Malala Yousafzai, the first Pakistani child nominated by Unicef for the Peace Award on Universal Children’s Day, has been gunned down by the Taliban. “She is our daughter,” the President of Pakistan said when he heard the news.

As I write, the doctors are trying to stabilize Malala enough to be moved to Dubai for state-of-the art treatment. Let us hope—and pray if we pray—that she makes it. Two other girls were also injured in the attack which, as I understand it, took place in broad daylight on a bus.

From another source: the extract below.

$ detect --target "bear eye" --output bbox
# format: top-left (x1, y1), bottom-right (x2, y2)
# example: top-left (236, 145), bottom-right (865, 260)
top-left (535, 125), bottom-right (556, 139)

Malala began writing when she was very young—eleven years old—about her life as a young girl in the Taliban-controlled Swat region of Pakistan. She is now only fourteen and the author of a blog that is published in Urdu by the BBC: http://news.bbc.co.uk/2/hi/south_asia/7834402.stm. Even in the English translation, the entries are breathtaking—concise, clear, and urgent. Reading them today, I am concerned about the young girls in Afghanistan who have been enjoying school under the American occupation, but will be endangered again once our troops are withdrawn and the Taliban reclaims the government. More than certainly, this will happen.

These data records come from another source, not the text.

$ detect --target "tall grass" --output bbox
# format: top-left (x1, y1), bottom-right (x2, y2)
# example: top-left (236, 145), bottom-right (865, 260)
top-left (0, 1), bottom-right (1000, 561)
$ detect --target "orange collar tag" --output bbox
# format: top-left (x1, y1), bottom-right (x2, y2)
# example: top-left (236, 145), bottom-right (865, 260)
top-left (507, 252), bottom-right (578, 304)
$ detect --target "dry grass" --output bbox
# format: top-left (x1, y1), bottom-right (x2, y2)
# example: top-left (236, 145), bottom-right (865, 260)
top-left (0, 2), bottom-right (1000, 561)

Living so far away in a land where—despite our own hardships—comfort, universal education, and the freedom to write and speak, are taken for granted for most of us, I am wondering, apart from solidarity and our own blogs, what we can do to help Malala and others like her. Does anything we say or write make a difference?

Oddly, Malala’s name in Urdu means “grief stricken,” and she wanted to change it to her pen name, Gul Makai. I do not believe in portents, but I am grief stricken about Malala—what she has had to endure even before this assassination attempt—and will dedicate my class to her tonight.